What makes packing the neck a potentially useful strategy is that it limits rotation in the spine, but given the poor pressurization capabilities, we probably have too much motion loss to consider this strategy useful.
Therefore, because you can’t really breathe well here, and you kinda sorta need to be able to breathe, we don’t take kindly to packin’ necks around these parts.
The sweet spot is somewhere in the middle. I hate saying neutral because we really can’t measure a center point, so let me unpack how I’m defining this position:
Neutral = slight upper cervical (OA joint) extension + slight lower cervical flexion
It looks like this:
Here’s why I think this is the best damn neck position you can have when you lift:
- It keeps the airway open, which allows you to build up your intrathoracic and intrabdominal pressure
- It keeps the load between all the spinal structures more evenly distributed
- It allows an appropriate amount of motion to have enough range to complete the lift, but not more than is needed
You can see why this neck position is vastly superior to the other options.
But how do we coach our supreme clientele to attain this posture?
I’M GLAD YOU ASKED!
Coaching neck position during lifts
So far, we’ve learned that the neck influences the entire spine, and neck position closely influences our pressurization skills.
What if pressurization and lower spine position is whack at the start? Chances are, you won’t be able to get a good neck position from the get-go. We want to address that first.
Neck position starts with lower ribcage position.
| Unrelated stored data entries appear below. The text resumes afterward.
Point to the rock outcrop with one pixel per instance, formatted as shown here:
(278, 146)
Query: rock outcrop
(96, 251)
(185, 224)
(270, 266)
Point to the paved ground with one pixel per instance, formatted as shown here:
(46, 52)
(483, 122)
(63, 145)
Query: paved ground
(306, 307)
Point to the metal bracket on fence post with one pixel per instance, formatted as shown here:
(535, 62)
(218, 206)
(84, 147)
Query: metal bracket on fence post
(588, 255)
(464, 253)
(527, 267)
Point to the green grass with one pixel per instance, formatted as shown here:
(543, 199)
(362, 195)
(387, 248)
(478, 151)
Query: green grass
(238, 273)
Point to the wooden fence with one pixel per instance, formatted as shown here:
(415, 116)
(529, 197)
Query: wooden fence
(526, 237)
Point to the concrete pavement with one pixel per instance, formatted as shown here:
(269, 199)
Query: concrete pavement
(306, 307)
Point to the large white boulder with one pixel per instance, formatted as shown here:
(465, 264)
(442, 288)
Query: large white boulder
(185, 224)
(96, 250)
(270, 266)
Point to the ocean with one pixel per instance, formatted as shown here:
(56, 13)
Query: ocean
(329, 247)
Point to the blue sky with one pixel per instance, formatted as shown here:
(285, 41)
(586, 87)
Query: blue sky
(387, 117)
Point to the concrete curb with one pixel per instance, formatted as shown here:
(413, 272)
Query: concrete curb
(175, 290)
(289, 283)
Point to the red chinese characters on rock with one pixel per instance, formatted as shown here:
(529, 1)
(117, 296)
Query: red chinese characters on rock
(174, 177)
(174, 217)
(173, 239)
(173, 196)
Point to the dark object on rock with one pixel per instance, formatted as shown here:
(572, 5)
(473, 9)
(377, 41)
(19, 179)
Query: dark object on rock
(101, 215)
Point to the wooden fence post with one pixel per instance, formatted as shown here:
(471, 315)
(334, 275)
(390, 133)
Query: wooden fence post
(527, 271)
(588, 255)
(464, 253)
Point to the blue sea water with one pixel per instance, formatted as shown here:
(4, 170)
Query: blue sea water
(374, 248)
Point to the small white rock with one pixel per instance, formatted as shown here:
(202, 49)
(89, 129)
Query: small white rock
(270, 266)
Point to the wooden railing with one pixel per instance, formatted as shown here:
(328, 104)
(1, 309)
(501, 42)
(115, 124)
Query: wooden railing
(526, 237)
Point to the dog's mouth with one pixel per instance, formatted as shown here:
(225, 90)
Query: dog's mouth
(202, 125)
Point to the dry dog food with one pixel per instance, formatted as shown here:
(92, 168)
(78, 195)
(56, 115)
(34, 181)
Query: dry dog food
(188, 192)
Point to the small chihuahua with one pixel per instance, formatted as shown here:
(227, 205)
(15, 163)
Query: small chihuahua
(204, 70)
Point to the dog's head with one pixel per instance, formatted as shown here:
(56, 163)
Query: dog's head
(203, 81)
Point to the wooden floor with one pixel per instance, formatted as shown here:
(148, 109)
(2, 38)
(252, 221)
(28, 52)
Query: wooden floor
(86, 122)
If the ribcage is too far forward (aka rib flare), then you’ll end up looking too far up. If you have a slouched posture with A TON of rectus abdominis (6-pack) muscle activity, you’ll look too far down. If you overbrace, well poop, you won’t be able to MOVE.
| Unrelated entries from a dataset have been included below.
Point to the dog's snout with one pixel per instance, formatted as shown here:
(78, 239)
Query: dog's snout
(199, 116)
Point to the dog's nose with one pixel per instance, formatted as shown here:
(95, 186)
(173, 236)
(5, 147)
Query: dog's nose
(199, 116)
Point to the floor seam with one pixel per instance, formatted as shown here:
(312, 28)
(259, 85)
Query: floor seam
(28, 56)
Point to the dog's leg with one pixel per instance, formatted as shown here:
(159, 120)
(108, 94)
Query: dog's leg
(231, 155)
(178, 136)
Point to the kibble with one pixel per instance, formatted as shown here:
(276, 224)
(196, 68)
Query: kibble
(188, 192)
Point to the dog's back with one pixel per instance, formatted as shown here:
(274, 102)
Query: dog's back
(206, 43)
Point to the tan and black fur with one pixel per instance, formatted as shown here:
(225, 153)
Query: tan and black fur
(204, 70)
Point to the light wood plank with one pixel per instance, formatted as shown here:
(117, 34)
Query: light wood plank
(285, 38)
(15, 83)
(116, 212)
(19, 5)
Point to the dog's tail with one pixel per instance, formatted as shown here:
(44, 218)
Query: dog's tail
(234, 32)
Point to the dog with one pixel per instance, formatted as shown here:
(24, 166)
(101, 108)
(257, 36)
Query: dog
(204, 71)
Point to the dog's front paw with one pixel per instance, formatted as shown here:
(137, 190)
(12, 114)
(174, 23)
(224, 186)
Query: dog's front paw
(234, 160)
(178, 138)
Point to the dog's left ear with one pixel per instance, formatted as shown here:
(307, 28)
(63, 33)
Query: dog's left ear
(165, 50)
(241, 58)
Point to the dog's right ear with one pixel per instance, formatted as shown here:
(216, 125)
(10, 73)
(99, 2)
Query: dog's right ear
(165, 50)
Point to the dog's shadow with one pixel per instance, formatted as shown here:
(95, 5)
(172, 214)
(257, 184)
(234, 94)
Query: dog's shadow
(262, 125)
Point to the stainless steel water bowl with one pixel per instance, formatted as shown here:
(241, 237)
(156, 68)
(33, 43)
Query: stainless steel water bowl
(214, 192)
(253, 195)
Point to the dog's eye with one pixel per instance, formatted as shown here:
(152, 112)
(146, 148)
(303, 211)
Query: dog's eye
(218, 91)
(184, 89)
We want some middle ground here fam! Here is that middle ground:
- Exhale slowly, softly, and as full as comfortable
- Lower abs (below the belly button) should get smaller (don’t draw in though)
- Lower ribcage should get smaller (don’t force it down though)
If you need practice, you can try this drill here:
Now we have our starting point. With this position, we want to inhale while keeping the little bit of abdominal tension we acquired from the exhale.
NOW, it’s time to protect ya neck!
Here’s how I coach neck position:
- Slightly untuck your chin from your neck
- Look at the horizon at the start
- Eyes look about 10 feet away as you lower the weight
Focusing on each of these cues will solve pretty much all the faulty neck issues we mentioned previously.
- Looking up too much? Gaze 10 feet away as you lower
- Looking too down? Untuck your chin and look 10 feet away (most look 3-5 feet away)
- Packing the neck? Untuck that chin yo!
If you hit these cues, you ought to keep your spine in a good position while you lift, move some big weights, and actually feel the areas working that you should feel.
- Neck position influences the ENTIRE spinal orientation while you lift
- Neutral neck posture gives us the best amount of airway space, intrathoracic and intraabdominal pressure, and allows for adequate motion
- Get lower ribcage position first by a soft, slow, and full exhale
- Keep chin untucked, horizon look at the start, 10 feet away as you lower
What struggles have you had with neck positioning? Comment below and let the fam know!
great stuff zac. having had a c5-c6 fusion many years ago ive wondered what would best benefit my neck with training
It’s hard to say without seeing where you are at currently, where you want to go, and if you have any medical restrictions. Many possibilities!